We've now restarted forum.f-secure.com. Meanwhile we've received some questions from our readers asking for more information about what happened and what we did to fix it so that others won't end up in the same situation.
The forum software we run is based on Snitz Forums 2000. While it has most basic features, the one we use has been extended into a version called Image Forums 2001. It is essentially the basic software plus modifications to support our needs such as user groups and private messages.
To cut a long story short, the group behind Snitz only maintains the basic package.
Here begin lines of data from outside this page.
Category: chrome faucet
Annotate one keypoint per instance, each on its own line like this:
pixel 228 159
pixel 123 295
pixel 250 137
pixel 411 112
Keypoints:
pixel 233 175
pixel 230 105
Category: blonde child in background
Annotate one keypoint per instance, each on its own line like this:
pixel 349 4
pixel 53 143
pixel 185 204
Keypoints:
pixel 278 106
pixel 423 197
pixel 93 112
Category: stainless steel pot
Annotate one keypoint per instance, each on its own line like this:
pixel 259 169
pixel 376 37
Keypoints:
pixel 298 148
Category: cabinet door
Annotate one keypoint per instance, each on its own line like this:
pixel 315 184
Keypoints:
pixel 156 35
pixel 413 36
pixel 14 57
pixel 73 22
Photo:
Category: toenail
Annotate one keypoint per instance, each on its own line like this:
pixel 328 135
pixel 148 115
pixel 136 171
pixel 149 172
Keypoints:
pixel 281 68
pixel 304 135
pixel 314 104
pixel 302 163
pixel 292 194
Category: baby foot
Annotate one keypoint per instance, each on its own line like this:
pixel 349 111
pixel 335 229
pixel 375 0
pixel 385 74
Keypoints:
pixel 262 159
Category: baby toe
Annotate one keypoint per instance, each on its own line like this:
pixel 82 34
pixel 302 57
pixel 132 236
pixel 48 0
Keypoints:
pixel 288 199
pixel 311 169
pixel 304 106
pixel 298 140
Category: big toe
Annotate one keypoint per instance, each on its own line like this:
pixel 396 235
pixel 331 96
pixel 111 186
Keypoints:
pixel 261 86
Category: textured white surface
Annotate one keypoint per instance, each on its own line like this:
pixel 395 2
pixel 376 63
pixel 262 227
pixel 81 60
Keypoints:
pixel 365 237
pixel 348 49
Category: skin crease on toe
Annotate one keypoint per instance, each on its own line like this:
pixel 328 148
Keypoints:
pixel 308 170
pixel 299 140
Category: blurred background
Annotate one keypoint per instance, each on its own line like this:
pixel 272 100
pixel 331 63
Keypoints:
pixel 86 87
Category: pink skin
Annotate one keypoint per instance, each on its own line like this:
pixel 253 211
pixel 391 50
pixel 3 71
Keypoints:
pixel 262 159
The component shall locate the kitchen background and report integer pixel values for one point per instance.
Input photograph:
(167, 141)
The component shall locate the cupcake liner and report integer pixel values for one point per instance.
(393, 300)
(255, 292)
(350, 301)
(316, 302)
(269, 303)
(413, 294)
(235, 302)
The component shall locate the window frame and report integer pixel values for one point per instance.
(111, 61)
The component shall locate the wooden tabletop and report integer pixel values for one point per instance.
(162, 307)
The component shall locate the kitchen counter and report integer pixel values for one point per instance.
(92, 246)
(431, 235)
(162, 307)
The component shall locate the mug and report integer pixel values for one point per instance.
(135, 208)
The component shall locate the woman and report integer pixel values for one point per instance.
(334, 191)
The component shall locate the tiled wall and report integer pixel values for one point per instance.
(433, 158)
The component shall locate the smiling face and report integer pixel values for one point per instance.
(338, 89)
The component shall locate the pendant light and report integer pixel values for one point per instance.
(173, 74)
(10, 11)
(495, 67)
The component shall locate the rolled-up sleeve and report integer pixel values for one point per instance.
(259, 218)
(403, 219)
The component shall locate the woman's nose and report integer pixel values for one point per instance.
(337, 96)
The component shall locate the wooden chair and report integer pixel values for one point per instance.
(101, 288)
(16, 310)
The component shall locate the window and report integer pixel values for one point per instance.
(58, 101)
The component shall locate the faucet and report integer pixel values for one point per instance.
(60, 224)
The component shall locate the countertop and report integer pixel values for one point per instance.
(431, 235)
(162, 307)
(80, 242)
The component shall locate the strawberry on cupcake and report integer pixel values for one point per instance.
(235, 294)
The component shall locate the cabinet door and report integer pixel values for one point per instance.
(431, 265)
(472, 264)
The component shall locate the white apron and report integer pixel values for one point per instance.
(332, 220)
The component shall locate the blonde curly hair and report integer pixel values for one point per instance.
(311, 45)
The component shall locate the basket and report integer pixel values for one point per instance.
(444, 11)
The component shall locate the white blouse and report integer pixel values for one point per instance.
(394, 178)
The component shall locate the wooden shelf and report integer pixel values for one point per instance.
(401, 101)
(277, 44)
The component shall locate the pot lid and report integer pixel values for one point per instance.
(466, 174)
On the 1st of December a security patch was announced and was withdrawn almost immediately to again be announced on the 4th of December.
We immediately implemented the patch. However, what we didn't know at the time was that a discussion was ongoing in the development forum. Not only was an improved fix recommended but there was also discussion that potential extensions to the forum might be vulnerable as well.
Turns out that's exactly what happened to us. While the main forum itself was patched it was the private messaging module that made the defacement possible. (Exploit code for this vulnerability is publically available.) We have now patched that too, and have checked through all other extensions to ensure that they are okay, and as said, the server is up and running again. No information was disclosed, the guy defaced the page and moved on not to be seen again. Typical of a Turkish defacement gang…
If you're running a discussion forum, make sure you're not only patching the main software but also any extensions you might have installed.